By making them do this ‘big split’ behind, they are taking away the drive the horse needs to go forward. Also, by leaving the leg behind to start the lope, attempting to achieve the 'big split' in the hock, one is literally taking that horse’s foot away from him, leaving him standing on his toe, bearing all of his weight and providing him only this amount of leverage to start his lope.
Unfortunately, many of the trainers today are showing their horses in an unnatural manner, distorting the first part of the lope by leaving the horse’s drive leg (the one he needs to stand on) behind him to make the ‘split’ in his hock appear bigger. This leg must be under him if he is to move properly. Without it he doesn’t have a leg to stand on! From this point on he is struggling and he must lift his head and neck to catch himself with the opposite front leg of the ‘big hock’ (which is the second beat of the lope) then drop his neck to get his lead front leg the best he can to finish the third part of this unnatural gait. As his momentum shifts, he must ‘bob’ his head to pull himself up to attempt to move forward.
What this all means is that by not giving him a leg to stand on to start the lope properly, how can it finish correctly? There are horses that do have more hock than others and they are what I call a ‘tighter mover.’ If you want the ‘big hock,’ buy that kind of horse. As trainers, we must ride and train each horse as a unique individual, with or without a God-given attribute. We cannot simply run them through an assembly line. Yes, they can have some of the same characteristics, but in the end, they are all individuals and need to be treated that way.
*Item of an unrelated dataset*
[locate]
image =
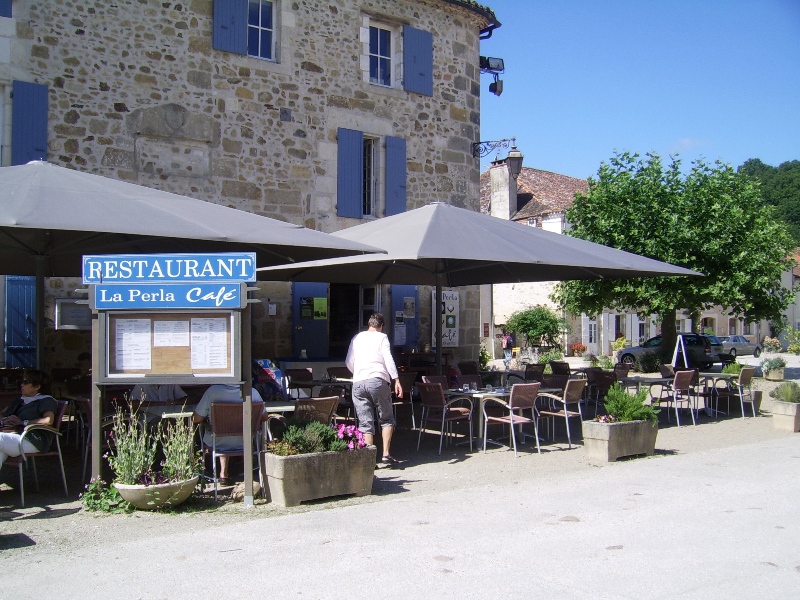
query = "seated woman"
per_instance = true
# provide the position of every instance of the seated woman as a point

Here is another thing for you to think about. Stand back and look at your horse from the side with no saddle on it. Look at the withers as if they were the centre point of a seesaw. Your horse’s neck and head are at one end and his back at the other. Yes, you can go sit on his head if you want! If you go up his back goes down. Now as you go down what happens to his back? Right, it goes up. Take it one step further. Where naturally would his back end go, behind him or underneath him? Remember, that he uses his head and neck for his balance. If we learn how to use it along with him and not against him, we can enhance his movement and his performance.
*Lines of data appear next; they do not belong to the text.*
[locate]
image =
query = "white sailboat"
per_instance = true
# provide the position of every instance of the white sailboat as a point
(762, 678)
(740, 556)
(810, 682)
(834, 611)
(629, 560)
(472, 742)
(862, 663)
Now that you understand that apply this whole concept to the training that is being used today on our pleasure horses. Something is a bit backwards, no, totally backwards! Here is yet another way to think about it. When you are trying to collect or gather a horse up you take a hold, drop his neck just a ‘little’ and push his back end underneath him. If you don't elevate or lift his ribs, or core, which allows him to pick up his back, you have not achieved real collection.
A horse’s neck can be a real help in his movement and collection, but only if used properly. Just like the seesaw, if you let his head go down to the ground how can he go forward? You have shut his door for balance and movement.
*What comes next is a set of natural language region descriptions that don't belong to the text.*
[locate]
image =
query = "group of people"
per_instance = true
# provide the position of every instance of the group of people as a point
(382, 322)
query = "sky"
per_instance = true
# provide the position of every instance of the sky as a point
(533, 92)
When riding, think of how our teeter totter works and use it to enhance and keep the movement maintaining a level top line. There are far too many people training horses that think, "If a little works what would happen if I did it a lot?" A great horse trainer or a real horseman thinks, “How little can I do to get a lot?" The horseman also knows that a great mover cannot be made, he is born that way.
When training any horse, when it comes right down to it, the horse will tell us what he can and can't do, but we need to listen. I may think that I want to show him at a particular horse show, but he will be the one to tell me whether he is ready or not. By working to enhance your horse’s natural attributes, over time, with knowledge, patience, consistency, and understanding, you will both achieve a new level of success.